Obsessive cults of film fanatics form around directors like South Korea's Park Chanwook, whose bizarre revenge drama Oldboy won the Grand Jury Prize of last year's Cannes Film Festival. His 2002 film, Sympathy for Mr. Vengeance, as the title suggests, anticipates Oldboy's themes of vendettas that push the limits of reason. Characters in collision include a deaf-mute with green hair who goes to extreme lengths to secure a kidney for his dying sister; an ordinary businessman-turned-remorseless killer after his daughter's kidnapping; and a quirky young sexpot who may be a Marxist terrorist. Describing Chanwook's films as "not to everyone's taste" is an understatement. They alternate between moments of weirdly affecting tenderness and gratuitously gory sadism that make Quentin Tarantino and David Lynch seem squeamish. Chanwook remains an exciting, visionary filmmaker who makes audiences feel like they're watching human affairs through utterly alien eyes. Wed., June 15 at 9:30 p.m. Landmark Midtown Art Cinema, 931 Monroe Drive. 678-495-1424. www.landmarktheaters.com.

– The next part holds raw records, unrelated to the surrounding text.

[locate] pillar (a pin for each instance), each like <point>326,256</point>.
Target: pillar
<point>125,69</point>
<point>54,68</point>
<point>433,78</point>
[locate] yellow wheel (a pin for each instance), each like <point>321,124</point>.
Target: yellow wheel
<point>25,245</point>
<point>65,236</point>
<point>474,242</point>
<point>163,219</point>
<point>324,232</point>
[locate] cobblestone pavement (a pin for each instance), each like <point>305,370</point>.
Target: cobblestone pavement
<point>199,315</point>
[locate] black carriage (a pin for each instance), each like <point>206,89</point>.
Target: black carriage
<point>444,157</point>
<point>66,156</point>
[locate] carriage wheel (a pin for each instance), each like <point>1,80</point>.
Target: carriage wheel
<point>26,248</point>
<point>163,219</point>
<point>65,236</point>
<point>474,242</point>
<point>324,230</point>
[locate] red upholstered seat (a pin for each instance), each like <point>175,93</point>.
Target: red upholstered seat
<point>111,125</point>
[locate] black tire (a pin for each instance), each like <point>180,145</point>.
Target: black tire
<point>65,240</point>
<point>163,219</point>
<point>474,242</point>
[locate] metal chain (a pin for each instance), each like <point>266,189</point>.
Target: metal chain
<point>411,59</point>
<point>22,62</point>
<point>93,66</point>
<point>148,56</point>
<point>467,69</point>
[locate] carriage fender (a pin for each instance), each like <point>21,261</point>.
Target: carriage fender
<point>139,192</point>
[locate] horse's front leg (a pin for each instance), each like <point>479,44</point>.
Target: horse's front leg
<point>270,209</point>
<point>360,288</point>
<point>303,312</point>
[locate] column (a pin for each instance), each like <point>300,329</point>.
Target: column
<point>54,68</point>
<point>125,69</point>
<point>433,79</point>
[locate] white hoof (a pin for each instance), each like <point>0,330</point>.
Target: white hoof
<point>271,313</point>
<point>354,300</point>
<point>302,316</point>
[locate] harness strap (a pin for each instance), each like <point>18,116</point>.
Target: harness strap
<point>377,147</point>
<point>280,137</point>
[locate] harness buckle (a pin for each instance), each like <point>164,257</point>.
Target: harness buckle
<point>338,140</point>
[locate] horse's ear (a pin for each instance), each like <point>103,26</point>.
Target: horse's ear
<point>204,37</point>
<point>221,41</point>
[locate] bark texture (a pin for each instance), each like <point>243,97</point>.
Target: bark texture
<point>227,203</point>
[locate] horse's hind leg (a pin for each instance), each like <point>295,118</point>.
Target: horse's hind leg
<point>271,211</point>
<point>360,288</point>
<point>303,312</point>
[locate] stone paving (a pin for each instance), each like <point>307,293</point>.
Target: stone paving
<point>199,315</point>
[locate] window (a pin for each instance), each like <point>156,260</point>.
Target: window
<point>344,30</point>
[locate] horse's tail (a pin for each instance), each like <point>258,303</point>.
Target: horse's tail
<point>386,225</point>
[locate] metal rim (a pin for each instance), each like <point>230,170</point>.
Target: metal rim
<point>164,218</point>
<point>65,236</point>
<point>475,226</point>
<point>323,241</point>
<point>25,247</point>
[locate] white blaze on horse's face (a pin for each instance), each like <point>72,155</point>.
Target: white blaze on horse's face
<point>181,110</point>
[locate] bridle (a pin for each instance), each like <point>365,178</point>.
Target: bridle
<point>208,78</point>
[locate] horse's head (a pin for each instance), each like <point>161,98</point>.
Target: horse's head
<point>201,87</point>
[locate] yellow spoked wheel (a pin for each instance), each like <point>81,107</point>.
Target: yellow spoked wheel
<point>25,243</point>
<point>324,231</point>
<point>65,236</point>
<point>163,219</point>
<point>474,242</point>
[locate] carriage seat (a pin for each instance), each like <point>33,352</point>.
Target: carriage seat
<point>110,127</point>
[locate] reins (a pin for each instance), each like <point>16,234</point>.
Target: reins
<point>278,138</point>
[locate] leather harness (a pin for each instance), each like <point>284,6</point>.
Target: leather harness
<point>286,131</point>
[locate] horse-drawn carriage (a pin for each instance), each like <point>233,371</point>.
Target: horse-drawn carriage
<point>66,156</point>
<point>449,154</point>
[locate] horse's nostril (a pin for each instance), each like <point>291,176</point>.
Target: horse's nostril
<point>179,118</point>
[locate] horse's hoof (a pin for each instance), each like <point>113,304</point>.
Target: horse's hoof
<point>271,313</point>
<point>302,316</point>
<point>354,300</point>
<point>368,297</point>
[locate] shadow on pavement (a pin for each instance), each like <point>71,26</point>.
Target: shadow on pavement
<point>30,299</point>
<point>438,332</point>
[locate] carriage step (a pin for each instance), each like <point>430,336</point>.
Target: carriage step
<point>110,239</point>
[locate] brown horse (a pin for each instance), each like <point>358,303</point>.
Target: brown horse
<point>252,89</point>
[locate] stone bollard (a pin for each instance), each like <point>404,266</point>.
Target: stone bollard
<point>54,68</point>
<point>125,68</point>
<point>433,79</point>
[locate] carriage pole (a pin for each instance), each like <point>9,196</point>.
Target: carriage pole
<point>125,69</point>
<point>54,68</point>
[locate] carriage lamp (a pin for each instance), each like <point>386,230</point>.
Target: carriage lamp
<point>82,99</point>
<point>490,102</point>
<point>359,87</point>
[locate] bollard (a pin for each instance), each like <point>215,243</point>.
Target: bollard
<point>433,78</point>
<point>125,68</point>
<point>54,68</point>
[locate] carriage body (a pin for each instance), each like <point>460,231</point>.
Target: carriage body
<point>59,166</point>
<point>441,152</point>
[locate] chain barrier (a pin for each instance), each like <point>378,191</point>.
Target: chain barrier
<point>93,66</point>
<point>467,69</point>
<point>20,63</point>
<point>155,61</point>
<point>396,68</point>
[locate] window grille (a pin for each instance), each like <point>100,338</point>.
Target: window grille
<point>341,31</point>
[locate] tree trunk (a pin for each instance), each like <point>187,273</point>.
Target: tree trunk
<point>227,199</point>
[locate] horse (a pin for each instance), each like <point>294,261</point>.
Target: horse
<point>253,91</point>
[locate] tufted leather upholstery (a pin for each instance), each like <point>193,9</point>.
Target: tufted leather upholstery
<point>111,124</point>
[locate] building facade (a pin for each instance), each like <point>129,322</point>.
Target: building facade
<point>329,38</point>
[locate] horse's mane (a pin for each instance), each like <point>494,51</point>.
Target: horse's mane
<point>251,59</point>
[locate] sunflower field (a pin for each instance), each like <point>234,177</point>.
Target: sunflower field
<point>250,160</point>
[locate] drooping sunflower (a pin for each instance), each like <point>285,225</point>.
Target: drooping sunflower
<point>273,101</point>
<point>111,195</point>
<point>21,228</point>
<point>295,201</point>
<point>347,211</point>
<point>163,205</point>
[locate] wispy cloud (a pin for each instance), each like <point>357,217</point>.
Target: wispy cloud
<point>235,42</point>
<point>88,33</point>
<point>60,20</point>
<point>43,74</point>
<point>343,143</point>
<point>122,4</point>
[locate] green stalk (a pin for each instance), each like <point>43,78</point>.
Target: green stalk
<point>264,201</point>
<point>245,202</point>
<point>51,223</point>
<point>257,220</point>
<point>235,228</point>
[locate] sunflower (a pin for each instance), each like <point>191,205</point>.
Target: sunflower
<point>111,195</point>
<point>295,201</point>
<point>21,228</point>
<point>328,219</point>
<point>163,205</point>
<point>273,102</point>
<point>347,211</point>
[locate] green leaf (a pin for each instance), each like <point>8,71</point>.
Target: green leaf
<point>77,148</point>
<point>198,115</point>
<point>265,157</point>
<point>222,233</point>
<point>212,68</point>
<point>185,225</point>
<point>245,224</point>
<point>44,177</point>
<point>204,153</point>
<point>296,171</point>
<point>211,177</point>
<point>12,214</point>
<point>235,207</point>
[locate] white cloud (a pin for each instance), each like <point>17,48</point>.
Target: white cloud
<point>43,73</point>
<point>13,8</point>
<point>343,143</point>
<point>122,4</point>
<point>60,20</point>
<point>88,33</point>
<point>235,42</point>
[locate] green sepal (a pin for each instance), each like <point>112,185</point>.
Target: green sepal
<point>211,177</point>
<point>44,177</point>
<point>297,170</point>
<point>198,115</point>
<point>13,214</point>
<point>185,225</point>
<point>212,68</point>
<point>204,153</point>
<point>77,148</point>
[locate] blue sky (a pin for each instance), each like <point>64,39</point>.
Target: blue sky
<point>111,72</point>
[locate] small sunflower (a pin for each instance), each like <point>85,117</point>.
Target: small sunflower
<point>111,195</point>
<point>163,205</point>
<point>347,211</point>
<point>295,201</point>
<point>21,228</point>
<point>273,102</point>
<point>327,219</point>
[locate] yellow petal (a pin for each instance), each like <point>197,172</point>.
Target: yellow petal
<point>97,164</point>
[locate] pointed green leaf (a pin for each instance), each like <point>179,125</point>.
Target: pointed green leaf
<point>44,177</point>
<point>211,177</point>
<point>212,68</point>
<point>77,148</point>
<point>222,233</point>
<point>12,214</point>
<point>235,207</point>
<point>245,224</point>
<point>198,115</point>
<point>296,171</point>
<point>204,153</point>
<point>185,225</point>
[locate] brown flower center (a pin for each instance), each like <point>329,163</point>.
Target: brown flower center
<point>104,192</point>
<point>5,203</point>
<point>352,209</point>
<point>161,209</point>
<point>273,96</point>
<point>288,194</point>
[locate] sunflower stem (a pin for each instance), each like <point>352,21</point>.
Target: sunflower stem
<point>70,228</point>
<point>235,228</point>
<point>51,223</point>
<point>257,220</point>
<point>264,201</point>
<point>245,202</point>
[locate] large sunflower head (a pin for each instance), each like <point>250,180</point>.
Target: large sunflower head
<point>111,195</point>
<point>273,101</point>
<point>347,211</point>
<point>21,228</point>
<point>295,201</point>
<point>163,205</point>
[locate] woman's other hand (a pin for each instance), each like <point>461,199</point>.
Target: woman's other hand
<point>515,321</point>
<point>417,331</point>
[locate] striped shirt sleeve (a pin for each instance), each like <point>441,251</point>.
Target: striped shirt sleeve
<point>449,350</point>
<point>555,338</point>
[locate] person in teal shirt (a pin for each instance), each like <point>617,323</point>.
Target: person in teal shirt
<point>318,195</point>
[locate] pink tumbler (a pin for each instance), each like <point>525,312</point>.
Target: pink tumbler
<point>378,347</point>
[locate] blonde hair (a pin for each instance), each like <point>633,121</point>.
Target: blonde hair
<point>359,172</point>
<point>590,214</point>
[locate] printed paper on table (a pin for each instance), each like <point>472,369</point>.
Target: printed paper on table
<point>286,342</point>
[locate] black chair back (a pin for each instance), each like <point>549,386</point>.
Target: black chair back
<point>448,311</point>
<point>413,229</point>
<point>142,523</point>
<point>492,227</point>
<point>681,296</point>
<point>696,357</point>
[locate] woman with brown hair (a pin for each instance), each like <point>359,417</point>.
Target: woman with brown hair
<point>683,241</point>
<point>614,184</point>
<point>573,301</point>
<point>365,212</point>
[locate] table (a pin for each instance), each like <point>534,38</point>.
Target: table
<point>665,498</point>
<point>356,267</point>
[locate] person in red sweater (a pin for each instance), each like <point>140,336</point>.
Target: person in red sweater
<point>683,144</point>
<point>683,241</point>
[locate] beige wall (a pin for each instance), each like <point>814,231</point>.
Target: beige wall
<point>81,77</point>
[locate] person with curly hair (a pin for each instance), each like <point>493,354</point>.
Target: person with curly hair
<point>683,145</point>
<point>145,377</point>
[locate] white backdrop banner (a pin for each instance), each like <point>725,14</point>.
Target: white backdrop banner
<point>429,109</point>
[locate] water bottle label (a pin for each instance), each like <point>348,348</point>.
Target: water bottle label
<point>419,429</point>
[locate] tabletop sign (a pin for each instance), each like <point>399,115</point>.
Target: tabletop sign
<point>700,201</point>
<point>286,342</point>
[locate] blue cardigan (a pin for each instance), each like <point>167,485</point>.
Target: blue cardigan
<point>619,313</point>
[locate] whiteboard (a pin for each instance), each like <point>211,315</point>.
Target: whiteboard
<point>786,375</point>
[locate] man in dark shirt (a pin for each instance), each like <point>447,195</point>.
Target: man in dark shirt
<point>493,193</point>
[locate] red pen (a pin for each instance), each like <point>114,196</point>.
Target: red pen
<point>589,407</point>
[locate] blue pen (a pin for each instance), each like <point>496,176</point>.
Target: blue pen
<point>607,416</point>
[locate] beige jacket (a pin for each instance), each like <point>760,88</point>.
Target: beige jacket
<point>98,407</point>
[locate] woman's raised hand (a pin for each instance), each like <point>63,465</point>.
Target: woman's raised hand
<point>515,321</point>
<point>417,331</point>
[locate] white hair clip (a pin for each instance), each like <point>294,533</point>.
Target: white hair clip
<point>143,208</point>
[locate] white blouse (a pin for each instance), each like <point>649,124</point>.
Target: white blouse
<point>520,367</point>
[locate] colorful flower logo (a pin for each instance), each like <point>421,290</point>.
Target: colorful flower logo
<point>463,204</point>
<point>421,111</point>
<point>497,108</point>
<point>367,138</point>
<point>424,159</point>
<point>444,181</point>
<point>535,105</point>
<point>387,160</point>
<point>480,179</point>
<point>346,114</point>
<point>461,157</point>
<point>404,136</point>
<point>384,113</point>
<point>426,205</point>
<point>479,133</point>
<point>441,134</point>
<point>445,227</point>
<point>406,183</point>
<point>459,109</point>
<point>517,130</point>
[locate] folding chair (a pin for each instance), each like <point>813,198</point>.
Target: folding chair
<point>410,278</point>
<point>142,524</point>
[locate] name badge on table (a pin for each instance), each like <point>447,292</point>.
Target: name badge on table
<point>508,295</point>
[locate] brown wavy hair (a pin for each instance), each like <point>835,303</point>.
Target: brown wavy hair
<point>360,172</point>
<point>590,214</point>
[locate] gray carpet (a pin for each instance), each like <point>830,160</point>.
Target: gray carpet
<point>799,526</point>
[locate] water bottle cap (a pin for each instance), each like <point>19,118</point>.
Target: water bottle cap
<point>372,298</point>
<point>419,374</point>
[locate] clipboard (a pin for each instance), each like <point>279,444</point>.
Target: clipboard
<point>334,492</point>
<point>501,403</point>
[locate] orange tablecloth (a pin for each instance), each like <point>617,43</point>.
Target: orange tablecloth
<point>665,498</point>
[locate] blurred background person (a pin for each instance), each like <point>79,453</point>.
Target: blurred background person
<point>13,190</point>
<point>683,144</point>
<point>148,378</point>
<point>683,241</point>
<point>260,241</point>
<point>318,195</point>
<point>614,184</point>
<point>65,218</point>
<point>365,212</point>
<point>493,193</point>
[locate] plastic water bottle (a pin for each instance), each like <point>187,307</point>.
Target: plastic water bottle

THE BOYS OF BARAKA ? ? ? ? ?
A group of middle-school boys from Baltimore's inner city get a chance to secure a better education and safer future through the Baraka School, a two-year educational program in rural Kenya. The film focuses on four boys, including a remarkably passionate would-be preacher, and intercuts between their culture shock in Africa and their despairing families in Baltimore trying to rise above crime and poverty. The filmmakers wittily emulate the credits style of HBO's "The Wire," which shares the backdrop of Baltimore's drug-riddled streets, and the film drinks in some stunning African vistas, including the boys' triumphant climb up Mount Kenya. But some material goes untapped: We don't learn as much as we'd like about the Baraka program or its faculty members, who are depicted as equal parts tough youth counselors and Peace Corps volunteers. Real life throws some unexpected curves at both the school and the students, building to genuinely surprising and heartbreaking resolutions in which the boys most likely to succeed aren't the ones you expect. Fri., June 17 at 2:30 p.m. Rialto Center for Performing Arts, 80 Forsyth St. 404-651-4727. www.rialtocenter.org.
9 SONGS? ? ? ? ?
Over several weeks, a British glaciologist (Kieran O'Brien) goes to rock concerts with a free-spirited American chick (Margo Stilley), and then they have sex in his room. That's pretty much the plot of this already notorious film, from 24-Hour Party People director Michael Winterbottom, which lives up to its claims for having the most explicit, unsimulated sex scenes of any nonpornographic film. With starkly beautiful images of the Antarctic landscape, exciting rock performances and uninhibited sexuality, 9 Songs clearly strives to be a sensual feast of photography, music and eroticism. But we never give a damn about the couple: We only hear snippets of bland conversation, and the bedroom gymnastics are edited too quickly to convey any insight into their relationship. Curiosity-seekers won't be able to resist checking out 9 Songs, but you end up enjoying the groovy performances by Franz Ferdinand, Primal Scream and the Dandy Warhols more than the sex acts of the vacuous hedonists. Winterbottom's erotic ideas amount to "Here are the naughty bits, and later we'll show you how they fit together." Perhaps 9 Songs should have been titled 24-Hour Pubic People. Sun., June 12 at 5 p.m. Landmark Midtown Art Cinema, 931 Monroe Drive. 678-495-1424. www.landmarktheaters.com.